We divided the subjects recruited in this study into 2 groups; Group I, includes subjects with history of fractures and Group II, includes subjects without history of fractures.

There was a statistically significant difference between subjects with history of fractures (Group I) and subjects without (Group II) as regards history of recurrent falls in the last year, prolonged Timed Up & Go Test and functional impairment in ADL and IADL (P<0.05). However there was no statistically significant difference between both groups as regards diabetes mellitus, dementia, epilepsy, history of parent osteoporotic fracture, visual and hearing impairment, liver cirrhosis, cancer, COPD and Depression. (Table 2)

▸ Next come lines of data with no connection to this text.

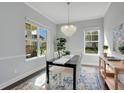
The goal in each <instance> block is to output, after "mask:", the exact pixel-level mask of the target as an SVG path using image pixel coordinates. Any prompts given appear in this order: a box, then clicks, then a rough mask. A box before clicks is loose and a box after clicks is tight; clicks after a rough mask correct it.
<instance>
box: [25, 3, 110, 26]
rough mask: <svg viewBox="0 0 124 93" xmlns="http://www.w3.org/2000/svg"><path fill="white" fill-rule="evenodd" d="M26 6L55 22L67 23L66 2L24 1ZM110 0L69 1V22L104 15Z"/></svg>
mask: <svg viewBox="0 0 124 93" xmlns="http://www.w3.org/2000/svg"><path fill="white" fill-rule="evenodd" d="M25 4H27V5H28V6H30V7H31V8H33V9H35V10H36V11H37V12H39V13H40V14H42V15H43V16H45V17H47V18H48V19H49V20H51V21H52V22H54V23H55V24H62V23H67V20H68V14H67V4H66V2H26V3H25ZM110 4H111V3H110V2H71V4H70V22H75V21H81V20H89V19H95V18H100V17H104V15H105V13H106V11H107V9H108V8H109V6H110Z"/></svg>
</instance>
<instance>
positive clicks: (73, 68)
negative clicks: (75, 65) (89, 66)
mask: <svg viewBox="0 0 124 93" xmlns="http://www.w3.org/2000/svg"><path fill="white" fill-rule="evenodd" d="M73 90H76V66H74V68H73Z"/></svg>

Group I had the higher mean of estimated 10 year fracture risk according to the three risk assessment tools (FRAX, Q fracture and Garvan) than Group II with high statistically significant difference between the two groups (P<0.001). (Table 3) Table (4) and Figures (1-6) show that the cutoff for significant 10 year risk of hip fracture by the FRAX tool is >3% with specificity 89.9% and sensitivity 66.7% and accuracy87%, and the cutoff of 10 year major osteoporotic fracture risk according to FRAX is >7, with sensitivity 76.2% and specificity 87.3% with accuracy 90.3%.

Also, the cutoff of 10 year hip fracture risk according to Garvan is >2, with sensitivity 85.7% and specificity 73.4% with accuracy 85.2%, and the cutoff of 10 year major osteoporotic fracture risk according to Garvan tool is >19, with sensitivity 95.2% and specificity78.5% and accuracy 93.9%

Moreover, the cutoff of 10 year hip fracture risk according to Q fracture tool is >5.7, with sensitivity 71.4% and specificity 85.9% and accuracy 80.9%, and the cutoff of 10 year major osteoporotic risk according to Q fracture tool is >17.5%, with specificity 97.5% and sensitivity 61.9% and accuracy 85.1%.

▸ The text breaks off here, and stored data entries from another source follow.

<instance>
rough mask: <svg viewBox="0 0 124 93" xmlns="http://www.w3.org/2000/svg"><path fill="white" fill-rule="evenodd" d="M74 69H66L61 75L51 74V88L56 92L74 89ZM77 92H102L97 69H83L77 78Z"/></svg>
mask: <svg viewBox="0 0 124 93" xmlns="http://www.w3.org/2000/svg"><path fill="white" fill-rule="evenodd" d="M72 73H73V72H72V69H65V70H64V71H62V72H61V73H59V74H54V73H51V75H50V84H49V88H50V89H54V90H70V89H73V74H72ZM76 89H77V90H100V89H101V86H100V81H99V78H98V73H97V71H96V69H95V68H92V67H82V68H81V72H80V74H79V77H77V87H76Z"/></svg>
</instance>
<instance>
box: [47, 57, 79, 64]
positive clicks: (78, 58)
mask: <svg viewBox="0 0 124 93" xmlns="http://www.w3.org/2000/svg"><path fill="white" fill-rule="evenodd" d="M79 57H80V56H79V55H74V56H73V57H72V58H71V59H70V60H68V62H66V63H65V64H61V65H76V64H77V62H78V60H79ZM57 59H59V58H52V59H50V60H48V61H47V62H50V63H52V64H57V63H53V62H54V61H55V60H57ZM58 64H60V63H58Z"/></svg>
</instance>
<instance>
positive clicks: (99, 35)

According to the current study Garvan tool has the highest sensitivity to calculate the estimated 10 year risk of hip and major osteoporotic fracture with accuracy 85.2 and 93.9 respectively. And FRAX tool has the highest specificity to calculate the estimated 10 year risk of hip and major osteoporotic fracture according to the current study with accuracy 87 and 90.3 respectively.